John Cronin (born 1865) was an Australian botanist and horticulturist active in Victoria. He directed the Royal Botanic Gardens in Melbourne until his death.

==Career==
Born in 1865 in Clunes, Cronin began working as a miner in the area, before relocating to Melbourne in 1886 where he found a job at the Royal Botanic Gardens. His mentor at the Botanic Gardens was W. R. Guilfoyle. After ten years with Guilfoyle, Cronin was hired by the Department of Agriculture as an orchid inspector. In 1908, he took over Charles Luffman as Principal of the Burnley Horticultural College, Richmond in 1908. During his two-year term, Cronin focused on pruning and hybridisation. One of his students here was Olive Mellor, who became a prominent landscape architect and gardening writer.
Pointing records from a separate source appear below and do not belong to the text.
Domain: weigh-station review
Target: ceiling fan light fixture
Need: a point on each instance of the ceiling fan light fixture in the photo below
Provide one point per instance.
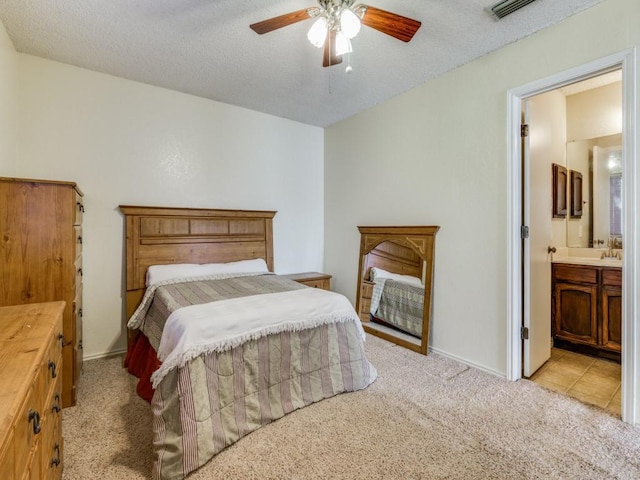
(343, 44)
(349, 23)
(318, 32)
Cronin resigned as Principal in mid-1909 to become Director of the Royal Botanic Gardens, succeeding Guilfoyle. Unlike his predecessor, Cronin was strictly a horticulturist and did not concerned himself with other matters like landscape design. During this period he built strong links with the gardening public, and carried out experimental breeding of ornamental flowers including tree dahlias and Watsonia plants. Many of the flowers that Cronin bred, which bloomed in spring and were named after places in Australia, were released in the 1920s, most of which remain extant, albeit nameless. He was also President of the Victorian Horticultural Society.

==Later years and death==
Cronin remained as Director of the Royal Botanic Gardens until his death. After a brief illness in early 1922, Cronin relapsed and died in July 1923. He was survived by his wife and their three daughters and two sons.